Federal bureau of prisons needs all space it can get



Unless the federal criminal justice system has undergone a dramatic change in the last 16 months -- we have no reason to believe that it has -- prison overcrowding is as much a problem today as it was when Mahoning County Sheriff Randall Wellington notified federal authorities he could no longer house their prisoners.
No, Wellington wasn't being difficult. He was just facing up to the reality that the 50 federal inmates in the Mahoning County Criminal Justice Center were responsible for overcrowding. And given the fact that a lawsuit by prisoners was a very real possibility, the sheriff had no choice but to tell the U.S. Bureau of Prisons that he couldn't accommodate them.
That action in August 2002 prompted this appraisal from U.S. Marshal David Troutman: Prison overcrowding had become such a major problem that federal inmates from the northern district of Ohio were being moved as far away as Holmes and Ashland counties and to Milan, Mich.

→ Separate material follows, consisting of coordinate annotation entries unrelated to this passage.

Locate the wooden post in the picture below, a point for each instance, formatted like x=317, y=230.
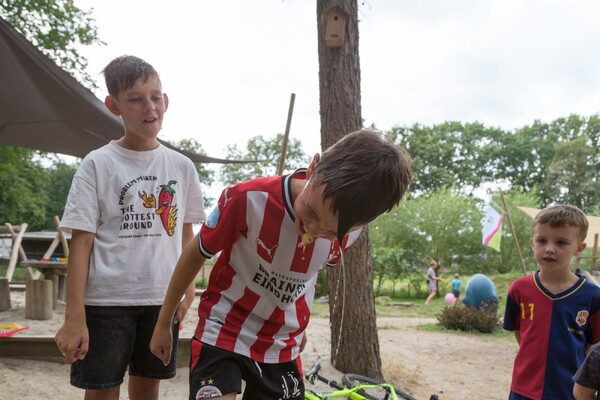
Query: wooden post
x=286, y=136
x=512, y=230
x=4, y=295
x=38, y=299
x=17, y=250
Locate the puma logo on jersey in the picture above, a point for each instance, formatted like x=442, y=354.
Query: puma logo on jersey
x=267, y=253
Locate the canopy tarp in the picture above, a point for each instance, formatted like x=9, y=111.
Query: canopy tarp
x=594, y=224
x=44, y=108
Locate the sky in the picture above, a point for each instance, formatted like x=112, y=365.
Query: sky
x=230, y=67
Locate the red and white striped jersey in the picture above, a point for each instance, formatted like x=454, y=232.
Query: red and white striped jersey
x=262, y=286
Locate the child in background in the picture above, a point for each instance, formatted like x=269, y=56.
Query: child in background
x=553, y=313
x=130, y=210
x=456, y=284
x=274, y=235
x=587, y=377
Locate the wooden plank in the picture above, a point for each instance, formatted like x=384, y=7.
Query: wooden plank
x=43, y=348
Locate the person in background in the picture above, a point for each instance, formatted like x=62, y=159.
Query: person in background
x=587, y=377
x=432, y=280
x=456, y=285
x=130, y=210
x=554, y=314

Troutman, who had to scramble to find new space for the federal prisoners from Mahoning County's justice center, did not quarrel with Wellington's decision, saying the sheriff's first responsibility is to take care of the courts he serves in Mahoning County.
Financial boon
As we noted in an editorial at the time, Wellington would rather have not sent the federal inmates away, seeing as how the government paid the county $67 a day (it is now $69) for each one. They're usually housed in the county jail while awaiting arraignment in trials in federal court.
But we also pointed out that there was an obvious solution to the federal bureau of prison's dilemma: The 2,106-bed prison on the North Side of Youngstown that has been empty since July 2001 and could easily be converted to use by the federal government.

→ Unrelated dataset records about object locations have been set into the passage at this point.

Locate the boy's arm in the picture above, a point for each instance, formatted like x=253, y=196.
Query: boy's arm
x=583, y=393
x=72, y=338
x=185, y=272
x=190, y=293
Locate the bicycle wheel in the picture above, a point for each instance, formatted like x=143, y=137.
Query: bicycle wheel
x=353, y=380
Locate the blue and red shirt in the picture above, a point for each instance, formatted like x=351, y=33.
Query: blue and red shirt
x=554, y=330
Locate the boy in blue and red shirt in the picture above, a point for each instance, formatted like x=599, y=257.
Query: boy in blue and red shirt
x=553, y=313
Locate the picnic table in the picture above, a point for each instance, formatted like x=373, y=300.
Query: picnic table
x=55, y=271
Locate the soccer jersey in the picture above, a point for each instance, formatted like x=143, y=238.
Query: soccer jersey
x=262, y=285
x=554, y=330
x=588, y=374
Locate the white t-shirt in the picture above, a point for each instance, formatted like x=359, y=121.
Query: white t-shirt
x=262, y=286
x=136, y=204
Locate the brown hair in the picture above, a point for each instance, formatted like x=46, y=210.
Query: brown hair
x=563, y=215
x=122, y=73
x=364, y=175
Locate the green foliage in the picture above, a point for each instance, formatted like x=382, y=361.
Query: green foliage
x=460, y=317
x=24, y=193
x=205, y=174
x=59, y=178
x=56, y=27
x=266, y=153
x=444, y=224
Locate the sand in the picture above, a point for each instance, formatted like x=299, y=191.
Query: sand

Sixteen months later, it appears that such an arrangement is in the offing.
Mahoning County commissioners last month approved a contract with the owners of the Northeast Ohio Correctional Center, Tennessee-based Corrections Corporation of America, to serve as a conduit for federal prisoners to be housed in the facility on Hubbard Road. CCA, which shut down the NOCC after the last of the 1,700 federal prisoners were transferred, will pay the county between $1 and $3 a day for each inmate housed there.
While the payment to the county will depend on the number of federal inmates turned away from the county jail -- the sheriff will determine how many he can accommodate -- the real benefit to reopening the private prison won't be realized until the U.S. Marshals Service in Cleveland decides to send inmates from other parts of the state to the North Side facility.
From where we sit, that decision is a given in light of Marshal Troutman's comments in August 2002.
Corrections Corporation of America has the ability to house more than 2,000 inmates in the private prison; the federal government has a need for those many beds and more. It's elementary.
Income taxes
But there's another reason why officials of the city of Youngstown, which would benefit from income taxes paid by prison employees, and Mahoning County should do whatever they can to ensure that as many federal inmates as possible are housed at the NOCC.
Ohio Sen. Mike DeWine, a Republican, has been unyielding in his demand that the U.S. Bureau of Prisons buy the Youngstown facility rather than build a new one. DeWine, former lieutenant governor of Ohio, has refused to take no for an answer from the bureaucrats in Washington and has even brought together federal government and CCA officials to discuss the future of the prison.
We're baffled by the bureau of prison's inability -- or refusal -- to recognize what a good deal this is for the taxpayers and for the federal inmate population.